32nd Conference on Broadcast Meteorology/31st Conference on Radar Meteorology/Fifth Conference on Coastal Atmospheric and Oceanic Prediction and Processes

Thursday, 7 August 2003: 12:00 PM
Correcting radar derived rainfall rates at the surface using Doppler velocities
Steven A. Lack, University of Missouri, Columbia, MO; and N. I. Fox
Poster PDF (413.7 kB)
It is ideal for hydrologists, especially urban hydrologists, to incorporate precipitation information from radar observation in their models rather than using scattered point measurements from rain gauges. However, precipitation estimates derived from radar need to be accurately represented on the surface for these applications.

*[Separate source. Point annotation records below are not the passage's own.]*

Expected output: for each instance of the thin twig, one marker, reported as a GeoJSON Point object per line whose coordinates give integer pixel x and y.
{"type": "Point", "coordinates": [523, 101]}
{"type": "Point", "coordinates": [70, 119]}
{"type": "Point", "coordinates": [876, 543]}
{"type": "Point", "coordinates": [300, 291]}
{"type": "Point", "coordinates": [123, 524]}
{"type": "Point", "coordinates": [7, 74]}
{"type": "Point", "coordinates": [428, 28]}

This study is a simplified examination of the error in surface precipitation rate caused by the wind drift of precipitation. One of the assumptions made in estimating rainfall rates from radar reflectivity is that rain falls vertically; applying this assumption leads to spatial errors as rain falls from cloud base to the surface. These errors can affect hydrological model results, which depend on the precision of rainfall estimation. Using Doppler wind fields near cloud base to estimate a horizontal wind component, combined with a vertical velocity of rainfall, can lead to better placement of precipitation quantities on the surface. This theoretical advection of precipitation from cloud base to ground level takes into account a horizontal wind from cloud base and applies it to gridded rainfall rates with varying average fall speed. The purpose of this theory is to examine the errors on the surface associated with the current assumption of vertical rainfall having no horizontal advection. Furthermore, different grid resolutions ranging from 2 km to 0.25 km will be used to examine the errors in reducing grid resolutions that are on the scale of urban hydrological models. Case studies of actual events and more complicated wind drift models will be used in the future to incorporate the effects of evaporation rates, drop sorting, terrain slopes and complex wind fields.